Toussaint 2003 : Le corps

La mentalité contemporaine a une conception et un rapport au corps extrêmement ambigus et contradictoires. D'un côté, elle voue un «culte» au corps jeune et beau, et l'envisage uniquement dans l'optique d'une jouissance conçue comme fin en soi, en le coupant totalement du spirituel ; dans notre société qui privilégie l'apparence, il est facile de céder à la tentation de réduire son être à son seul corps, vu à travers la perception qu'en ont les autres. D'un autre côté cependant, cette situation qui ne correspond pas à la réalité de nos êtres engendre un malaise pour beaucoup dans leur rapport avec leur propre corps, qui n'est jamais conforme à l'idéal rêvé.

Cette mentalité ambiante perturbe de nombreux chrétiens qui ont alors tendance soit à déprécier le corps (qui par nature nous éloignerait de Dieu, par opposition à l'esprit qui serait tourné vers Dieu), soit même à ignorer simplement les valeurs chrétiennes concernant ce qui a trait au corps (en particulier la sexualité).

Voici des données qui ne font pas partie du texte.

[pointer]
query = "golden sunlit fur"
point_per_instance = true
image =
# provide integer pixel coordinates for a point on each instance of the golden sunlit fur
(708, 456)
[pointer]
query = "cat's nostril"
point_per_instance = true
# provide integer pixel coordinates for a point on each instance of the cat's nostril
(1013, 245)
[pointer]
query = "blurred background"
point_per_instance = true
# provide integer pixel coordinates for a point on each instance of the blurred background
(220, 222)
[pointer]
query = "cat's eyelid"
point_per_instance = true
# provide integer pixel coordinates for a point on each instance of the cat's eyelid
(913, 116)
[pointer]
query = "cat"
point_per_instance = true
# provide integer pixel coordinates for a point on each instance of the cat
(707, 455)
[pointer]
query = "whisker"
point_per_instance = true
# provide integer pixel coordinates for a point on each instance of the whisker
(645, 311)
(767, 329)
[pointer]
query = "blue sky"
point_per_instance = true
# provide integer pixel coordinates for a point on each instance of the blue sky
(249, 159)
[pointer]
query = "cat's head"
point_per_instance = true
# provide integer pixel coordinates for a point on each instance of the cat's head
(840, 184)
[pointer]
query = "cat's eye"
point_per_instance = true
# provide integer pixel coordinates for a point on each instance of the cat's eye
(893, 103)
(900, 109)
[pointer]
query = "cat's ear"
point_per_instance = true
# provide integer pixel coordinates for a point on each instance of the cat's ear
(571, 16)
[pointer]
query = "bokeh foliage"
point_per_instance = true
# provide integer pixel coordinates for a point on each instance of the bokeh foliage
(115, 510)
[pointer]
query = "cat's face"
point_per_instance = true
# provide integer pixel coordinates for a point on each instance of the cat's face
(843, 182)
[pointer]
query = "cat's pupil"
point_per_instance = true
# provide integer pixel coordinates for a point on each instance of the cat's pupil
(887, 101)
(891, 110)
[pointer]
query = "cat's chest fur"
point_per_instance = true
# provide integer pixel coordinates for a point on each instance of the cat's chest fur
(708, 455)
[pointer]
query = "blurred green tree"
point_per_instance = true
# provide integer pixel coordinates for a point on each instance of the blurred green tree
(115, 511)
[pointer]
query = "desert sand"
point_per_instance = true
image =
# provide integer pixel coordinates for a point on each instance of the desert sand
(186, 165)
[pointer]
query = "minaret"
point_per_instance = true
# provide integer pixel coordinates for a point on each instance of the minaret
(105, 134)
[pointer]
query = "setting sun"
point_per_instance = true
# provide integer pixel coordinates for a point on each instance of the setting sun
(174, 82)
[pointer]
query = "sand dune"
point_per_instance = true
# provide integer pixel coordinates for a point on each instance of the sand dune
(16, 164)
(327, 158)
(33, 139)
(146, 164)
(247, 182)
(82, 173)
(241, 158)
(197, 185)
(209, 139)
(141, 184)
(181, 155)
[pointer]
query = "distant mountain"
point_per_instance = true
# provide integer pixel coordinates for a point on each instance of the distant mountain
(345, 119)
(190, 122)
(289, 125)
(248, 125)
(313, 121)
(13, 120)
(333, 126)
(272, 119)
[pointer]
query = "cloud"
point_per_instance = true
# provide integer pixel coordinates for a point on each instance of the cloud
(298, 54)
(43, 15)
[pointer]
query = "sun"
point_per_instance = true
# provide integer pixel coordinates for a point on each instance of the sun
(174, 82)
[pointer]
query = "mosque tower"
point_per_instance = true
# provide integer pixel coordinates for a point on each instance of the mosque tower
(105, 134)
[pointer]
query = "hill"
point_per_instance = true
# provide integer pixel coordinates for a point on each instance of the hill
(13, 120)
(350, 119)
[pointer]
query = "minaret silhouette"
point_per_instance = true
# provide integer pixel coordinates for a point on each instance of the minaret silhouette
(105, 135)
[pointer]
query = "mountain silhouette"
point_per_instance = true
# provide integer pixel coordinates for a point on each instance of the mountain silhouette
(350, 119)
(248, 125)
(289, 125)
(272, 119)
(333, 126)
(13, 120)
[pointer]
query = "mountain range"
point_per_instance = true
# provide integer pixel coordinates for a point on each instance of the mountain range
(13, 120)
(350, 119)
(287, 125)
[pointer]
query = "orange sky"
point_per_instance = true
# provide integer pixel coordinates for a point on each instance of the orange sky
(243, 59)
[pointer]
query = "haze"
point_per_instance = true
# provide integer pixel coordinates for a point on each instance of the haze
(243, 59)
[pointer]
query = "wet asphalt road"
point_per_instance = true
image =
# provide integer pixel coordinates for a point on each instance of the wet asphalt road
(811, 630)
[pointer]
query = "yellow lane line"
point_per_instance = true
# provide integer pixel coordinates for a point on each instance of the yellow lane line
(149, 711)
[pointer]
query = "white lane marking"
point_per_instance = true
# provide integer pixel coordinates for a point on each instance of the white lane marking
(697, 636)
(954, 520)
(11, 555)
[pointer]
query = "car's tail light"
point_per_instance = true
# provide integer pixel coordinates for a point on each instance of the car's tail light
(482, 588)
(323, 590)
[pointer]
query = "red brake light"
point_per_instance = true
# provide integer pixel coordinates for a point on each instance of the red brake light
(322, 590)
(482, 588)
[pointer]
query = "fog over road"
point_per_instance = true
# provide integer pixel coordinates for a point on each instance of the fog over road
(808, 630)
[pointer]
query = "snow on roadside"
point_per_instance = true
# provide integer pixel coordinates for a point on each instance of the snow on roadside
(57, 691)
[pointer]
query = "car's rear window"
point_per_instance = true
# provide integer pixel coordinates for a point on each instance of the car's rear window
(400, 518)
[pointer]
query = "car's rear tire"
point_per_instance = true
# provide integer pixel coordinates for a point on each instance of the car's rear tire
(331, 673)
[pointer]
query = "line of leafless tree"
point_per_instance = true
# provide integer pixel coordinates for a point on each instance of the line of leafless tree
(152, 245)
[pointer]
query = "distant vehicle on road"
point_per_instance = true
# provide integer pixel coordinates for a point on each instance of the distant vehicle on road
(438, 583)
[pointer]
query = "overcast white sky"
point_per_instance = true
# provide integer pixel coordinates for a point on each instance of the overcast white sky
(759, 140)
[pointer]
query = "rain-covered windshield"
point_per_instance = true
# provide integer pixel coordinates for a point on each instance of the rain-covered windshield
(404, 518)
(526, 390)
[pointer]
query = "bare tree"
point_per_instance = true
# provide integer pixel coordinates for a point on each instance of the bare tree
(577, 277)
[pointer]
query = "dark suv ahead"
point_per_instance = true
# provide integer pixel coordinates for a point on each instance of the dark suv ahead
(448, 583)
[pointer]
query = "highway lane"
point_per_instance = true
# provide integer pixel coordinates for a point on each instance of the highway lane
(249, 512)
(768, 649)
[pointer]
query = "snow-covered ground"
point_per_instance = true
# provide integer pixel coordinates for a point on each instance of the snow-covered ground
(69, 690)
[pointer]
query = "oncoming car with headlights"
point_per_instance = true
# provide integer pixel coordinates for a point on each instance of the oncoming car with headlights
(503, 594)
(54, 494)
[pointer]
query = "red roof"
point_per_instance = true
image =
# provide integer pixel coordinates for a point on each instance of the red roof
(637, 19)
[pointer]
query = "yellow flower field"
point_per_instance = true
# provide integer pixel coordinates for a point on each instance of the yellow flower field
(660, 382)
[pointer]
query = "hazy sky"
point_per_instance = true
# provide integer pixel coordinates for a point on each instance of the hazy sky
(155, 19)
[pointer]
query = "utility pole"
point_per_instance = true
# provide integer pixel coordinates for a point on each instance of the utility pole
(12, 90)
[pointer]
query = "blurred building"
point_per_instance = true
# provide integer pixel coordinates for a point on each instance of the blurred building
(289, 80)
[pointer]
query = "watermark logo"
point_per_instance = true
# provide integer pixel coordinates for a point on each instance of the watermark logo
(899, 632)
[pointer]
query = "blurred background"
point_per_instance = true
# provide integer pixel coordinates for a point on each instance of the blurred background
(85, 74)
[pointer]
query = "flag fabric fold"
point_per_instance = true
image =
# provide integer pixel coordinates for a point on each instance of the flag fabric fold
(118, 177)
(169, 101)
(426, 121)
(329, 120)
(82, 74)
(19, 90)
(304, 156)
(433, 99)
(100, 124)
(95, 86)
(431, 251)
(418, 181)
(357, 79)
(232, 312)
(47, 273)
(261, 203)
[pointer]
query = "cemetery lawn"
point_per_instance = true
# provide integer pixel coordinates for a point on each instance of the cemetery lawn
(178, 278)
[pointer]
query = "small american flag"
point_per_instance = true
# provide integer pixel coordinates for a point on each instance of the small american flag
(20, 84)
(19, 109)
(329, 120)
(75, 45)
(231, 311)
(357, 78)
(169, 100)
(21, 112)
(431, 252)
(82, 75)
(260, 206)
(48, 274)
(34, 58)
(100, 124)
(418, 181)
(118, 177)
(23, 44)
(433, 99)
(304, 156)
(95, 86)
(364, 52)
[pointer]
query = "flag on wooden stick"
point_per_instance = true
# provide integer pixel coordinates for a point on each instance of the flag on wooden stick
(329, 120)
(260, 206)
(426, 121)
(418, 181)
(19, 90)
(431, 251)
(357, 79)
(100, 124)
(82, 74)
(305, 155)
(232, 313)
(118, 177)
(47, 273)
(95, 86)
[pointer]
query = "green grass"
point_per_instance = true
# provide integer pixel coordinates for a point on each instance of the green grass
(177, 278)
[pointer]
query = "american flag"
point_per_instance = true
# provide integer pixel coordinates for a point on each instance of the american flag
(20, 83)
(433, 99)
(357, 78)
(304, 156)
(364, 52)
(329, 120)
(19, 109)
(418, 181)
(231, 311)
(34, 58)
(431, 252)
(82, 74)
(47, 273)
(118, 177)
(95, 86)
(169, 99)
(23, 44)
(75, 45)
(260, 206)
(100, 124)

Cependant, cette opposition de l'âme et du corps est inconcevable dans une vision chrétienne authentique de l'Homme, créé un dans son corps et son âme par Dieu. Le christianisme, dans la tradition biblique, insiste sur l'unité de la personne, qui se doit d'être tout entière tournée vers Dieu, y compris donc en son corps : «Le corps est pour le Seigneur, et le Seigneur pour le corps.» (1 Co 6 13) Le message chrétien s'adresse à chacun de nous en tant que personne, dans la totalité de notre être. Il suppose une certaine ascèse, qui ne consiste pas à brimer notre corps, mais à lui donner une juste place pour éviter d'en devenir l'esclave.

Ainsi, loin de négliger le corps, le christianisme se distingue même parmi les religions par la valorisation qu'il lui accorde. Non seulement la charité chrétienne est attentive au corps (spécialement au corps souffrant, à l'exemple de Jésus lui-même), mais plus profondément, la place privilégiée du corps dans notre relation à Dieu est liée à l'Incarnation, mystère central du christianisme : «Le Verbe s'est fait chair, et Il a habité parmi nous.» Et cette chair est l'instrument de notre rédemption : le Christ a souffert sa Passion dans sa chair pour nous apporter le salut, en offrant son corps en sacrifice sur la Croix, et il nous le livre dans l'Eucharistie, faisant de nous corporellement des «temples du Saint-Esprit», membres du corps mystique du Christ qui est l'Église. Enfin, notre corps, destiné à ressusciter à la suite du Christ --- c'est là un fondement de notre foi --- tient encore une place centrale dans notre espérance de la béatitude éternelle auprès du Seigneur, dans laquelle Marie nous précède, elle qui, dans son Assomption, fut «élevée corps et âme à la gloire du Ciel».